After moving from Kauai to Oahu, she began work for the University of Hawaii Cooperative Extension Service as an urban horticulturalist. “I am a bridge from the university to the community–I provide classes and write publications on environmentally sound tropical garden practices and coordinate the Oahu Master Gardeners.

“The hands-on work in the UT Gardens is, in part, why I’m successful in finding jobs in the marketplace. The gardens gave me practical hands-on experience that’s vital in the field.”

Susan Conlon Morgan, horticulture manager, Dallas Arboretum, and freelance writer, HGTV.com

Susan Morgan (Knoxville ’02, ’05) developed a passion for public horticulture during her studies under UT Gardens interim director Susan Hamilton and as the gardens’ volunteer coordinator.

“I’m fascinated by the horticulture and education elements of it: how you connect people with nature and gardens.” She honed her writing skills at Tennessee and found it excellent training for her work as assistant gardening editor at HGTV.com, where she writes and edits web content as a freelancer.

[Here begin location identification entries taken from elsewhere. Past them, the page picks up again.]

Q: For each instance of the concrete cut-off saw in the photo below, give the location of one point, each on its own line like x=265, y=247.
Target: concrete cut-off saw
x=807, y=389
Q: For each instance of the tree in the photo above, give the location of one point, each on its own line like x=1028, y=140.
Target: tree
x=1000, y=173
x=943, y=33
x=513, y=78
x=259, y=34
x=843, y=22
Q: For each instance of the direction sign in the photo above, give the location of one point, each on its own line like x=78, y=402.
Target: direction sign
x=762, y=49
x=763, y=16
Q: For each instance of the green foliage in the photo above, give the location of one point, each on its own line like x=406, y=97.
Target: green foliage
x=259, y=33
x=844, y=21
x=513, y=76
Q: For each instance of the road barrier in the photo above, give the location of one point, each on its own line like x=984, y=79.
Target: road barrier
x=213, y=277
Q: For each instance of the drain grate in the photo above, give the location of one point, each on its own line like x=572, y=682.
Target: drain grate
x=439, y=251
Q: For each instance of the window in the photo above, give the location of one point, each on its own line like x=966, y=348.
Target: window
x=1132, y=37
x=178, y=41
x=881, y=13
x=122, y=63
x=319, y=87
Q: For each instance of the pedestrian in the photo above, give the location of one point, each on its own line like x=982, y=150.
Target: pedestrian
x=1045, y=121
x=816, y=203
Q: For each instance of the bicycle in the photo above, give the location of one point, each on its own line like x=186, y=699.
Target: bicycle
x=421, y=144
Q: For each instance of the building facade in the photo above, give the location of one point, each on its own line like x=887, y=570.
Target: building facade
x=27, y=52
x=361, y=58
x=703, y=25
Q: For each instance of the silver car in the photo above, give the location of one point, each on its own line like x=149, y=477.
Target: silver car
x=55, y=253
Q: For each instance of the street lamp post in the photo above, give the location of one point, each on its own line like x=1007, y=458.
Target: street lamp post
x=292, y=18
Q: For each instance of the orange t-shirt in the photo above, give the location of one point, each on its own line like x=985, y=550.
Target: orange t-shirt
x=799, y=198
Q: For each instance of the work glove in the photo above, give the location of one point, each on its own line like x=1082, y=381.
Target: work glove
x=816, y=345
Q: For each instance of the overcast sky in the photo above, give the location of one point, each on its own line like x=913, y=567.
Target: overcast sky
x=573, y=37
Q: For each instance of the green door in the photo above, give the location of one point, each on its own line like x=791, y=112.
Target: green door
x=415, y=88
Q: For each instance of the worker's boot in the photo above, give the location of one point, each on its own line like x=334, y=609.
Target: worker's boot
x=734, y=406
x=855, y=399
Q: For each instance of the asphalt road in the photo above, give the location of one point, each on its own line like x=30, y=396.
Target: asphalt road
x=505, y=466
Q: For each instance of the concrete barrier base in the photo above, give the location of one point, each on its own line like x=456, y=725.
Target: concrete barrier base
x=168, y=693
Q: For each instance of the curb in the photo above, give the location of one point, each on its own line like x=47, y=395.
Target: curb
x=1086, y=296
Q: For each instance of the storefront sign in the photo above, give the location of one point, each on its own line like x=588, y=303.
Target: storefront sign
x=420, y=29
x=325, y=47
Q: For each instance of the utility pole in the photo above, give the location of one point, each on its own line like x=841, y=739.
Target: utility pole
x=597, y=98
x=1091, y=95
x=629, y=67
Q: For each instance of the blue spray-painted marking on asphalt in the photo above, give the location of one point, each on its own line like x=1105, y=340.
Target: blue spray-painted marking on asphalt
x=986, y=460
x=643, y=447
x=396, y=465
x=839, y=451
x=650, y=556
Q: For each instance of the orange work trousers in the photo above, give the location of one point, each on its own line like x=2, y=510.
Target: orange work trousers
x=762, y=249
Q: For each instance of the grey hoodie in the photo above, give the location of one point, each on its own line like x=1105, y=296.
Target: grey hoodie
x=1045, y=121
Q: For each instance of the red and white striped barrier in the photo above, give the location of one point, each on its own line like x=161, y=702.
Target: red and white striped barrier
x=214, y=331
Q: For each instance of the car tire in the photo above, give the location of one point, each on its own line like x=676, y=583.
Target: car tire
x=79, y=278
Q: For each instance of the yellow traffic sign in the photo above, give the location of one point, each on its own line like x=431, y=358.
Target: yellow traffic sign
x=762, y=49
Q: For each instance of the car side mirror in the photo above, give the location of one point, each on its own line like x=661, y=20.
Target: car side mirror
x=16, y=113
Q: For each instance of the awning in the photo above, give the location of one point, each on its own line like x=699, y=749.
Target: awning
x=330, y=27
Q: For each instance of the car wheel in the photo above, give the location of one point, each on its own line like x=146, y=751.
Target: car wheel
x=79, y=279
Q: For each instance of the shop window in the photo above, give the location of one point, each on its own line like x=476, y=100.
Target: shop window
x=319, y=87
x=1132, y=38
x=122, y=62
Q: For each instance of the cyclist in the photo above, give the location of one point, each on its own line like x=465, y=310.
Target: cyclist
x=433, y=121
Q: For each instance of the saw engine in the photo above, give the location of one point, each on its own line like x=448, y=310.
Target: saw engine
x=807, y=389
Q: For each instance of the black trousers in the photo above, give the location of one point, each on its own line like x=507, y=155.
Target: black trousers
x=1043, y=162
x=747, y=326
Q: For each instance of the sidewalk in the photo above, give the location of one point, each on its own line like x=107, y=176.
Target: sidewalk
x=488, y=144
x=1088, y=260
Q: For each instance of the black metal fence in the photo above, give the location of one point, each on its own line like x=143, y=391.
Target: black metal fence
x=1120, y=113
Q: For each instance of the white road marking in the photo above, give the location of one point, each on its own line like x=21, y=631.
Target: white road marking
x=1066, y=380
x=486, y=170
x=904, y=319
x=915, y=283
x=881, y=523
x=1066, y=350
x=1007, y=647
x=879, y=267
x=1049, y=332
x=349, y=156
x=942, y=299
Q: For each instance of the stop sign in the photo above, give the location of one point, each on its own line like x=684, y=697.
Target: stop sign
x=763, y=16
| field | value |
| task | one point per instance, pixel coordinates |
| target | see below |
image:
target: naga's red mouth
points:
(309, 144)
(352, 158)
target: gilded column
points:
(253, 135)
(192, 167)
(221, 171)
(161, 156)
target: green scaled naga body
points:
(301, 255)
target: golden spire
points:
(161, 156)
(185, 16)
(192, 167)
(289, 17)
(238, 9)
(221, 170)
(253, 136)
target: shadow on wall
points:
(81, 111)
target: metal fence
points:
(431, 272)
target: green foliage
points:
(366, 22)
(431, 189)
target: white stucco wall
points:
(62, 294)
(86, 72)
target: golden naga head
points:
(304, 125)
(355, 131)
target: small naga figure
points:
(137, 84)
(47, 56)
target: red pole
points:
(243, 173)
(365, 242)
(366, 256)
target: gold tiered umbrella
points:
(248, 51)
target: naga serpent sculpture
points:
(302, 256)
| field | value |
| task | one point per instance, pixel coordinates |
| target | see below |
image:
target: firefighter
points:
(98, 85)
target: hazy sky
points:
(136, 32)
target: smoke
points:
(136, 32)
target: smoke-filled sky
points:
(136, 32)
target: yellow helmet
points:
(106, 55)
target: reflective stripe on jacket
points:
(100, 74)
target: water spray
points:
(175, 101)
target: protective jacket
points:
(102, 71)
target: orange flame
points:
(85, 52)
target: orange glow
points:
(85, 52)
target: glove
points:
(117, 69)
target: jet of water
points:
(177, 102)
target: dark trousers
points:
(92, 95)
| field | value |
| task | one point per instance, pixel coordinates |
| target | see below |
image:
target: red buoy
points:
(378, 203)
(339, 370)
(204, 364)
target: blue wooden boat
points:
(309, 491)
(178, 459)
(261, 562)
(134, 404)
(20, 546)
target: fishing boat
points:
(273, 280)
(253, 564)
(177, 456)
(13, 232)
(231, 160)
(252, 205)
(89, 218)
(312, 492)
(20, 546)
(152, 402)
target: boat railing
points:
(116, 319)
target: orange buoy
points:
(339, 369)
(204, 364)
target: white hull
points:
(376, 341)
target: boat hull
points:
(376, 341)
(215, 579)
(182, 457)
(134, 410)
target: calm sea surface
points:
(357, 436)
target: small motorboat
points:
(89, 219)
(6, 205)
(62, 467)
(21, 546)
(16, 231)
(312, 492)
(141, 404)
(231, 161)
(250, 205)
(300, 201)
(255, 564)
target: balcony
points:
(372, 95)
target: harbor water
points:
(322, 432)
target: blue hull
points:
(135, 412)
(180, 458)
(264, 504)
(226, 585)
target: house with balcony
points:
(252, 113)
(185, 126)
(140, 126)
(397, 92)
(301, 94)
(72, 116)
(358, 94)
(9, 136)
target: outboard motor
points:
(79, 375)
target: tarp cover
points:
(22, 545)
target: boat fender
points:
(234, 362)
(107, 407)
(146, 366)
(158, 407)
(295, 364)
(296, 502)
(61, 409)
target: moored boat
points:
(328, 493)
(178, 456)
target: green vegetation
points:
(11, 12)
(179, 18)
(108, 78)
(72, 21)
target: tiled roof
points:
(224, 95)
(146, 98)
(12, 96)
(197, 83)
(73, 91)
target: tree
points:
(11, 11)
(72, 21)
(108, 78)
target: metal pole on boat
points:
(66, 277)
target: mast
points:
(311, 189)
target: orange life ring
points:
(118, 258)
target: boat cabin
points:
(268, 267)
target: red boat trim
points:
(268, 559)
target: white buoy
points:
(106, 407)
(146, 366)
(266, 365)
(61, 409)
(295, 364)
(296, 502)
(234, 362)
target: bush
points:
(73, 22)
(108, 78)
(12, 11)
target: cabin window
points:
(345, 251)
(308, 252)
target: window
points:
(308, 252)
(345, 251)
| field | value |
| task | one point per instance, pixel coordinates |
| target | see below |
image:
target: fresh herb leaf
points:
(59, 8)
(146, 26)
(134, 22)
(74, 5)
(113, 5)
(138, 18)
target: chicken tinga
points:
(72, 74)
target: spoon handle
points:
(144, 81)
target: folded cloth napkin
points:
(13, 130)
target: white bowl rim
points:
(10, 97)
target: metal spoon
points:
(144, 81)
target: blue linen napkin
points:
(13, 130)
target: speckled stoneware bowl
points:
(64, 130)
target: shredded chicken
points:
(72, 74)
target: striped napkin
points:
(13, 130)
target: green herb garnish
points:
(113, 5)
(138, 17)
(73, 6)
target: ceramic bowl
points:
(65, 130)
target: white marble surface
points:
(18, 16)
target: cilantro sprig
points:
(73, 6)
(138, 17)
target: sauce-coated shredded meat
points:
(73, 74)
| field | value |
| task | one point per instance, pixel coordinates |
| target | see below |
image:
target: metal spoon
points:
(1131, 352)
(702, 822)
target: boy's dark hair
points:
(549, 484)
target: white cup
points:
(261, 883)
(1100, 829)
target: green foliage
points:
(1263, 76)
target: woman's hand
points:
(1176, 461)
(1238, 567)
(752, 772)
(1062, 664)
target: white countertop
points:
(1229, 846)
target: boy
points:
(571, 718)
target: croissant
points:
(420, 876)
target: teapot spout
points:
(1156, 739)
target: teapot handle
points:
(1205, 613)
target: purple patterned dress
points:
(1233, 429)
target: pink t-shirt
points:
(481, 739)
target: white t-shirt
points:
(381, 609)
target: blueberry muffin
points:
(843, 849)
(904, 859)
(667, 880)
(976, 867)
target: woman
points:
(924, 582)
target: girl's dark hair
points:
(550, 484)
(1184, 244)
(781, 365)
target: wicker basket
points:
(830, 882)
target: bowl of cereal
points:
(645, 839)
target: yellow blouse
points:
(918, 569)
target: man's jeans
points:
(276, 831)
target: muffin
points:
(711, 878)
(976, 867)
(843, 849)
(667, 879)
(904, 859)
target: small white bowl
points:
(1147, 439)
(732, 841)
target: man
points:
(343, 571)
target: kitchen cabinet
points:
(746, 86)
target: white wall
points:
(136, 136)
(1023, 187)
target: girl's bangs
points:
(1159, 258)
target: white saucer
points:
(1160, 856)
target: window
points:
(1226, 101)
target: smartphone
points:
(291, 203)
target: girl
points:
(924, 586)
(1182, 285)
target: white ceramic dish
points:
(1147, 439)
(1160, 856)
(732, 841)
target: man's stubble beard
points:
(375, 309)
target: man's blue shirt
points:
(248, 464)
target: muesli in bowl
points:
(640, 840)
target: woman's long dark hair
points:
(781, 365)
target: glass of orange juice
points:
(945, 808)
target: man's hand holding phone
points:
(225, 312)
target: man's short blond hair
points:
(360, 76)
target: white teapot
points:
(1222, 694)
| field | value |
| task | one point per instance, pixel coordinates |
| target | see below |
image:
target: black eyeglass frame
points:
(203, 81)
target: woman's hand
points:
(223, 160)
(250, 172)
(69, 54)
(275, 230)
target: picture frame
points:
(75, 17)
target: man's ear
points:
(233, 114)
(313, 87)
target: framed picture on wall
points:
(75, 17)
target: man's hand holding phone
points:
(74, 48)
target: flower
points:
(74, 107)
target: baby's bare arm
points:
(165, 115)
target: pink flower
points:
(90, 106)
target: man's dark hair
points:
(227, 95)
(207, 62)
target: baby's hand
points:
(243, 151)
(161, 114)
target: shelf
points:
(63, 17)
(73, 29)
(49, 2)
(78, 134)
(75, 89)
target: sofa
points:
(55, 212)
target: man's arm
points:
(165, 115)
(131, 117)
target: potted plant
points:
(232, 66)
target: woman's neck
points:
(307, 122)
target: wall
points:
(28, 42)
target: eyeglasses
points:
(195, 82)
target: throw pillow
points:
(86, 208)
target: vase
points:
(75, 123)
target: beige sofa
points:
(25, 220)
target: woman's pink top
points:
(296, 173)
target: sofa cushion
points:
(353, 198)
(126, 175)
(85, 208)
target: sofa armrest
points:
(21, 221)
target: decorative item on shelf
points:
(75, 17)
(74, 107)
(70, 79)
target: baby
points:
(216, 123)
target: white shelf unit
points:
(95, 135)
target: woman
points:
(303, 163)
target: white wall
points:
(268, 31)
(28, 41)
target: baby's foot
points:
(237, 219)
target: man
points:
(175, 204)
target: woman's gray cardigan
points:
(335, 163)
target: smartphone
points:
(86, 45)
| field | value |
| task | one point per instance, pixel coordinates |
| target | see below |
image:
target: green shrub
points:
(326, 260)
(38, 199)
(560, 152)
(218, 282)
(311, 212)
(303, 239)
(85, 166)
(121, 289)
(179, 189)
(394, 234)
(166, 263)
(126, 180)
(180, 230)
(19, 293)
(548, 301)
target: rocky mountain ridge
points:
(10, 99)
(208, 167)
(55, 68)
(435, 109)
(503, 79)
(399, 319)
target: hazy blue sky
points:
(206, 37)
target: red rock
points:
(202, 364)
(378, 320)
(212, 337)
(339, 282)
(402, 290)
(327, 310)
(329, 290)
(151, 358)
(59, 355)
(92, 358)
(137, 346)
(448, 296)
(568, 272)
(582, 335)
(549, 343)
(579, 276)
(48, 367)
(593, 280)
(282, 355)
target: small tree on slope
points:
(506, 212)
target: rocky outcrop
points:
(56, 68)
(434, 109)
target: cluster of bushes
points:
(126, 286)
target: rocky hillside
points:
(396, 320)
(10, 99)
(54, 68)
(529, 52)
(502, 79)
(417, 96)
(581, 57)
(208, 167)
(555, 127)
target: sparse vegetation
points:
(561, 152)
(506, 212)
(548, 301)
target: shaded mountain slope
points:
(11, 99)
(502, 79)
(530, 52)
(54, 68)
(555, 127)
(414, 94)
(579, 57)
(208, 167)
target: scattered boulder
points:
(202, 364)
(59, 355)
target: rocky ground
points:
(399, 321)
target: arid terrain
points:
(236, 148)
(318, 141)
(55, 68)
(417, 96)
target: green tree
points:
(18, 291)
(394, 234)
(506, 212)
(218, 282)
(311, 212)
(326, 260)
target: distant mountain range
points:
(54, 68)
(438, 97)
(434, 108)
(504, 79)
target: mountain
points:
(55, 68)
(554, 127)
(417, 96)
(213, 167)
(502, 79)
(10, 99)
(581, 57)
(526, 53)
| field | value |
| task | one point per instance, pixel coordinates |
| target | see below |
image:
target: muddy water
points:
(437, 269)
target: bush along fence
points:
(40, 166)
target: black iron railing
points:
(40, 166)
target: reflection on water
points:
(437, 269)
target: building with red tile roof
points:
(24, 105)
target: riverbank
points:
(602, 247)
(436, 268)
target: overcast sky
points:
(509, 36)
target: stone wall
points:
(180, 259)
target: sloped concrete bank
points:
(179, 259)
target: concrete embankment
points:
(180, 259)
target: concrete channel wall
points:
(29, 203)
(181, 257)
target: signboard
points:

A career move with her husband, David Nathaniel Morgan (Knoxville ’03) took her to Dallas, where she found an opening with the Dallas Arboretum. Today she helps coordinate preparations for Dallas Blooms, the Southwest’s largest outdoor floral display. She supervises the layout and planting of half a million bulbs. “The garden staff is diverse. About half are Latino, and several others are recently relocated refugees from Africa and Asia. We counted at least eleven different languages spoken between us. The cultural diversity makes my job fascinating.”

This fall she heads to the Royal Botanic Gardens in Kew, England, to study toward an international diploma in botanic garden education.